Does the formulation “all good poetry is the spontaneous overflow of powerful feelings” include or exclude Pope’s use of heroic couplets to satirize a trivial theft of hair?
The dictum found in the Preface to the Lyrical Ballads that “all good poetry is the spontaneous overflow of powerful feelings” was, in fact, a programmatic rejection of the measured and rational poetry of the Augustans.
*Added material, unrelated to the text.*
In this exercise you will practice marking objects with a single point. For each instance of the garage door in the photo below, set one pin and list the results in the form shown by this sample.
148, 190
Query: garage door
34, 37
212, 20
The phrase was specifically condemning not only the satire of “Rape of the Lock” and “Dunciad” but also the cerebral tone of “Essay on Criticism” and “Essay on Man”. Philosophically, Wordsworth and Coleridge are opposing the classical notionm of poetry as a craft espoused by Pope in such lines as “"True ease in writing comes from art, not chance, / As those move easiest who have learned to dance"”. The emphasis on spontaneity appears to rule out the notion that writing well is a learned skill – perhaps misleadingly, as both poets devoted great effort to studying poetry, language, etc. and revised their own work quite carefully. The tranquillity in which emotion was to be recollected was also time for polishing and revising.
Poetry becomes distinguished from verse during the transformation from the Classical to Romantic period. Noone would ever accuse Pope of "recollecting in tranquility" any of his emotions, if he had any, other than satire and disdain for those he thought of as his inferiors. While "Rape of the Lock" may technically fulfill the Aristotelian definition of poetry, in that it has only one narrator, it does not fulfill the definition of "Romantic poetry." Pope was not interested in Nature or his place in it – his concerns were political and social. The oft-quoted lines from the preface of “The Lyrical Ballads" were not designed as a sweeping definition of all verse, but as a description of what the Romantic poets were striving for.